The highly touted first phase of the proposed Brooklyn Bridge Park — a grand, Euro-style piazza and skating rink under the Brooklyn Bridge that was supposed to open next fall — will be delayed at least five years.
Planners of the 1.3-mile waterfront open space and condo development promised as recently as June — when they began tearing down the Purchase Building that stood on the site since the 1930s — that the open-air plaza underneath the fabled span would open in fall, 2009.
But they made that pledge before actually obtaining control over the site from the city or even coordinating the park’s construction with the Department of Transportation, which says it needs the newly cleared space to perform “necessary” repair work on the 125-year-old bridge.
The plaza, depicted in lush renderings as the possible site for a summer greenmarket and a winter ice-skating rink, will be sidetracked for at least five years, according to the Department of Transportation.
“The Department of Transportation will be utilizing space under the Brooklyn Bridge to conduct necessary repairs to the bridge before that section of the park is completed.
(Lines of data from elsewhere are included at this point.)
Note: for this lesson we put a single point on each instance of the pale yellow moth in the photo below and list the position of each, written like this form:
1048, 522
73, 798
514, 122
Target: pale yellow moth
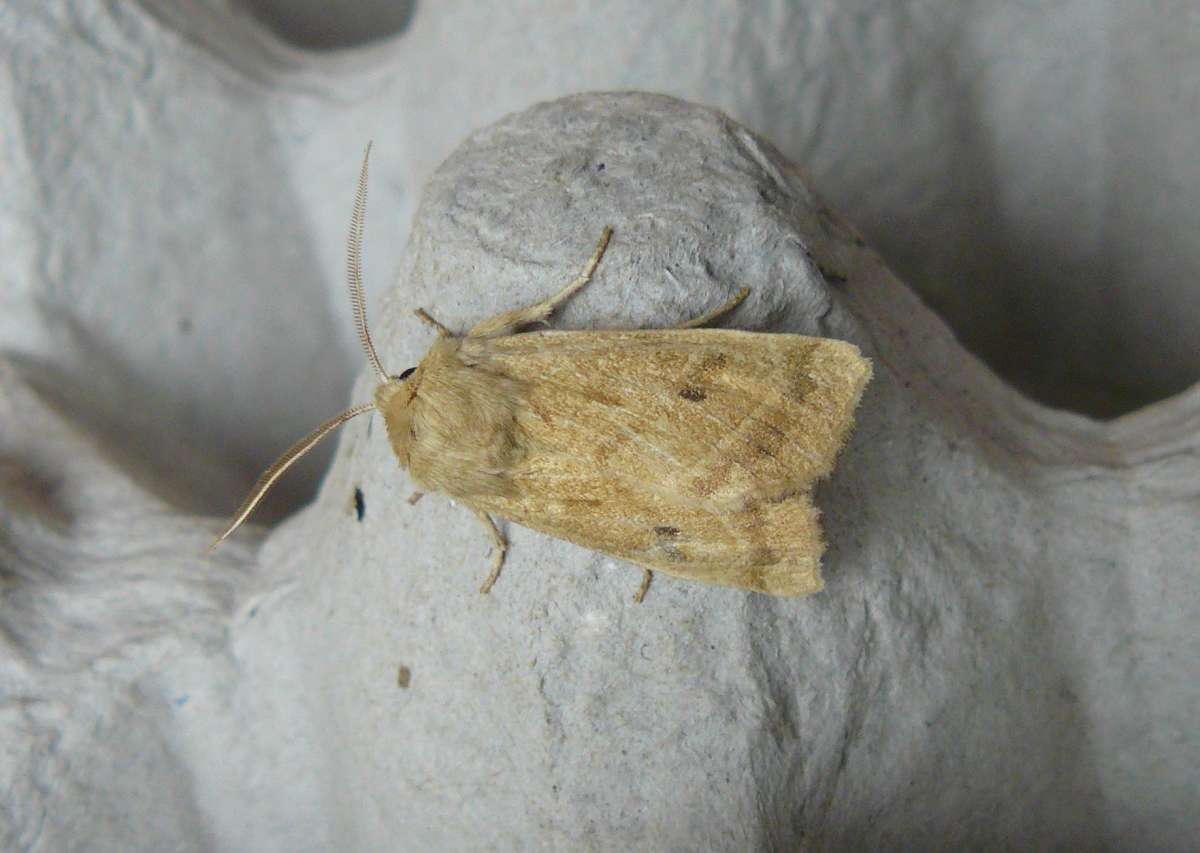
685, 450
The precise timing and size of the space needed is being finalized,” said Warner Johnston, a spokesman for the state agency that is hoping to build the $300-million–plus development, which stretches along the DUMBO and Brooklyn Heights waterfront.
Supporters of the park and condo development are urging the city to find another place to conduct its bridge repairs so the plaza can go ahead as scheduled.
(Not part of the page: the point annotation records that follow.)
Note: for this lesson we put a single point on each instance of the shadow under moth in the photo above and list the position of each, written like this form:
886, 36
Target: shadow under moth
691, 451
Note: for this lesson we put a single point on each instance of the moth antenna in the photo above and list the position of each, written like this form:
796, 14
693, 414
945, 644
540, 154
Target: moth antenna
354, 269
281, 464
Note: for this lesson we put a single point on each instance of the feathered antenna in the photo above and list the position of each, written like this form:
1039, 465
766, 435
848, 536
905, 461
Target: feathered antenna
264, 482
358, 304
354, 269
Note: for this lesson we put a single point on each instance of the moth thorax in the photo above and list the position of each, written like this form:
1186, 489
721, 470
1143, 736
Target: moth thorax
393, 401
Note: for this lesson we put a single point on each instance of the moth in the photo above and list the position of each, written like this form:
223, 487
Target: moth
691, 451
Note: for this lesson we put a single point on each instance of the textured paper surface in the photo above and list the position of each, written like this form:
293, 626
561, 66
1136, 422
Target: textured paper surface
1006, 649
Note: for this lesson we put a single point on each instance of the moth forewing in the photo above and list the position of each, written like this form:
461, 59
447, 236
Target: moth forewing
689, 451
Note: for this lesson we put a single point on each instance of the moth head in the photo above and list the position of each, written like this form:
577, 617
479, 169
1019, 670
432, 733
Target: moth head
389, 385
“Bridge Plaza will be an iconic section of Brooklyn Bridge Park, and is slated to be one of the earliest sections to open,” Brooklyn Bridge Park Conservancy spokeswoman Nancy Webster wrote in an e-mail. “The Conservancy hopes that the Department of Transportation can find a different solution to its construction laydown needs.”
The DOT still owns the land where plaza will be built. The agency says it will transfer it to Brooklyn Bridge Park officials after the bridge renovation, which is necessary and can not be put off.
That said, the bridge work is not scheduled, has been delayed several times before, and won’t begin until at least the start of 2009.
“This is necessary safety work that has been planned for years,” said department spokesman Seth Solomonow. “It can’t be staged elsewhere.”
The setback at Bridge Plaza is yet another delay in the tortured 20-year history to build a water-side park.
Even its recent history is full of unkept promises. In 2002, when then-Gov. Pataki and Mayor Bloomberg allocated $150 million for the building of the open space portion of the sprawling development, it was scheduled to be finished by 2012.
Now, the projected costs exceed $300 million — of which only $225 million have been set aside, meaning that large parts won’t meet the 2012 finish date.
“People’s expectations and hopes have been toyed with,” said Ken Baer, a Sierra Club official and longtime critic of the development’s financing scheme, which required the addition of luxury housing to subsidize park maintenance.